One unidentified lady, also assisted by Honourable Mutseyami to complete a proof of residence affidavit, left the venue before she could be registered as a voter. This lady who claimed to be a teacher gave up saying she had endured more than two hours and the queue still remained stagnant.
“The only thing that you can get more easily here is an affidavit, it took me less than three minutes to have it and since then I have been waiting here for hours. My legs are now in pain. I can’t take it anymore”, she said.
“I will try another day. Maybe they will improve,” added the visibly tired lady before she left in frustration.
The case was different with Amon Hlatwayo (not real name), who operates as vendor in the capital. He said he would not go unregistered despite the inordinate delays inherent in the registration process.
He said he would rather endure to register as a voter than to endure the economic situation in the country. He urged others to brave for those few hours so that they will be empowered to choose a leader of their choice next year.
“With what I am seeing in the country, I will not leave this place unregistered; we have suffered so much at the hands of this government. We should take this opportunity to register so that we do away with this current system,” said Hlatwayo who had just been chased from where he operates as a vendor by the Police.
This is all but a synopsis of how the vaunted BVR process is unfolding. As per what this reporter went through and other experiences elsewhere, there are fears that a stage has been set for voter apathy.
Besides the inefficiency in the BVR process, which has resulted in many people turning away without registering, there are growing cases of politically motivated violence. A week ago MDC-T supporters who were mobilising their members to go and register to vote were severely assaulted by suspected ZANU PF youths in Chitungwiza.
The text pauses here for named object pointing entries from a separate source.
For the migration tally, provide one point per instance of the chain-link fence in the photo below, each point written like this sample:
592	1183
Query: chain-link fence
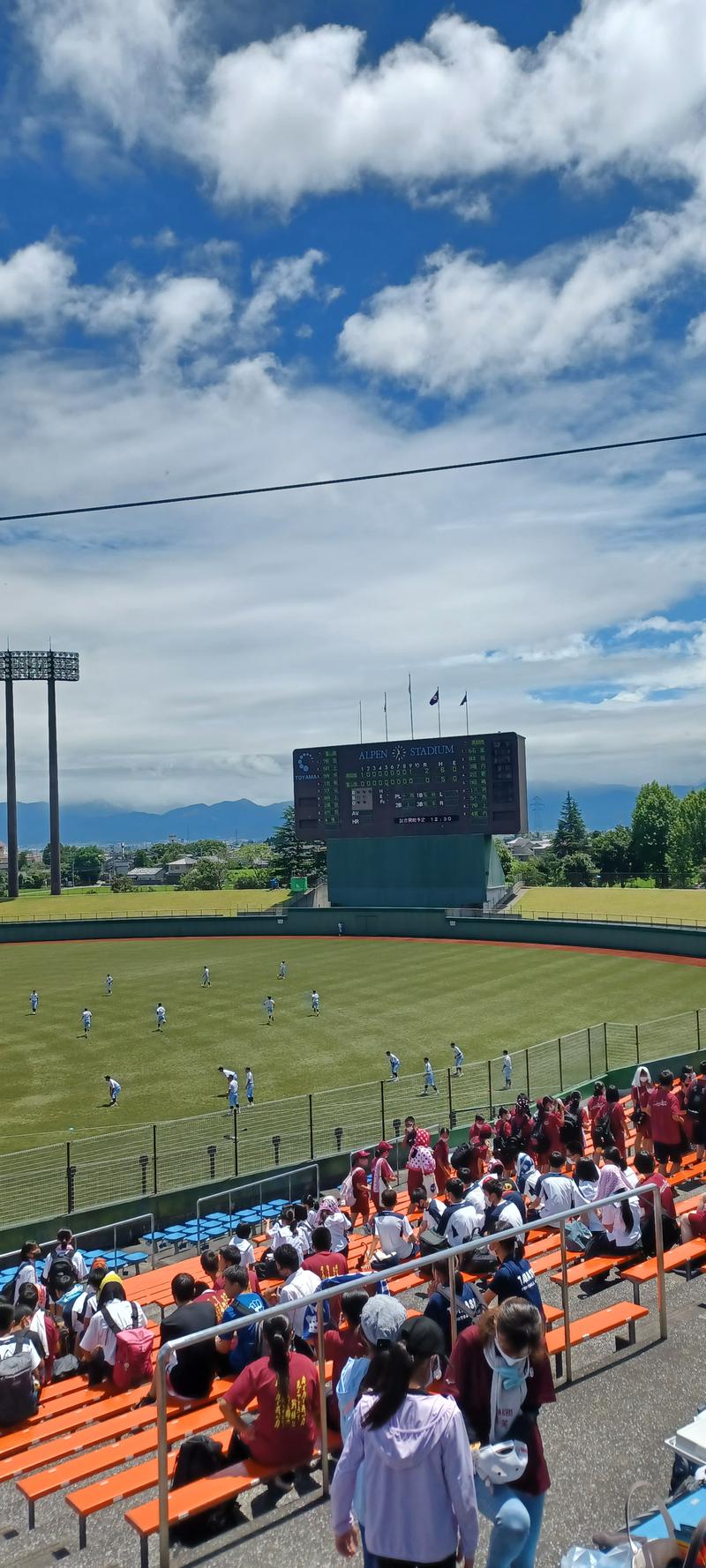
225	1145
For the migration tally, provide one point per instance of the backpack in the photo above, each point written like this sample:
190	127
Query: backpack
603	1132
134	1350
19	1394
62	1275
198	1459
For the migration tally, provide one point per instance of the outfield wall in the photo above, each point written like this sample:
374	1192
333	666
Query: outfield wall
431	924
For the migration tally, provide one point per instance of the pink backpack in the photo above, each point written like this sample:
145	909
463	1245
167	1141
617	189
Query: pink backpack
134	1350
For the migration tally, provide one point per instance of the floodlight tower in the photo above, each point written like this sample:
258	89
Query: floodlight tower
49	667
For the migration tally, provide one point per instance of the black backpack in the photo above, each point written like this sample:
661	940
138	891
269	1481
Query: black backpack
603	1132
199	1457
62	1277
19	1394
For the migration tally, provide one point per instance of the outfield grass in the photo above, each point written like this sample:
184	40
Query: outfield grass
405	996
101	902
609	904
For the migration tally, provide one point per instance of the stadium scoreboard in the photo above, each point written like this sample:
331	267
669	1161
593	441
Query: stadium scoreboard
411	788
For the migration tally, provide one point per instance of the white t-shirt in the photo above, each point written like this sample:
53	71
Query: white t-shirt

Election Resource Centre (ERC), a local election monitoring body said it was very worried about the incidences of violence, which it says is likely to compromise the fairness of the 2018 elections.
“These acts of intimidation and violence threaten the right of people to exercise their constitutionally guaranteed freedoms of peaceful assembly, expression and association, under Section 67 of the Constitution of Zimbabwe. Tolerance of divergent views and opinions is a crucial pillar of democracy, said ERC in a statement.
“These acts are liabilities to the international principles of voter registration such as comprehensiveness, inclusivity and credibility”, added ERC, which says its Call Centre and other dialogue and monitoring platforms have received feedback suggests a sharp increase of intimidation and violence during the ongoing voter registration exercise.
The Zimbabwe Election Support Network (ZESN), another election monitoring organisation also said it has received reports of intimidation in relation to the ongoing BVR process.
“We have received reports of intimidation, especially in rural areas, whereby registrants are being misinformed about the BVR and its purpose. Potential registrants are being threatened that having registered using the system it is possible to know who they will vote for in the 2018 elections. These cases were reported in Mudzi North Ward 1, Murewa North Ward 4 and Muzarabani Ward 3 among other areas,” said ZESN in a statement.
As ZESN further pointed out, the peddling of misinformation and intimidation of citizens that has so far characterised the BVR process “is a serious violation of the right to free participation in electoral process that threatens the credibility of the whole electoral process.”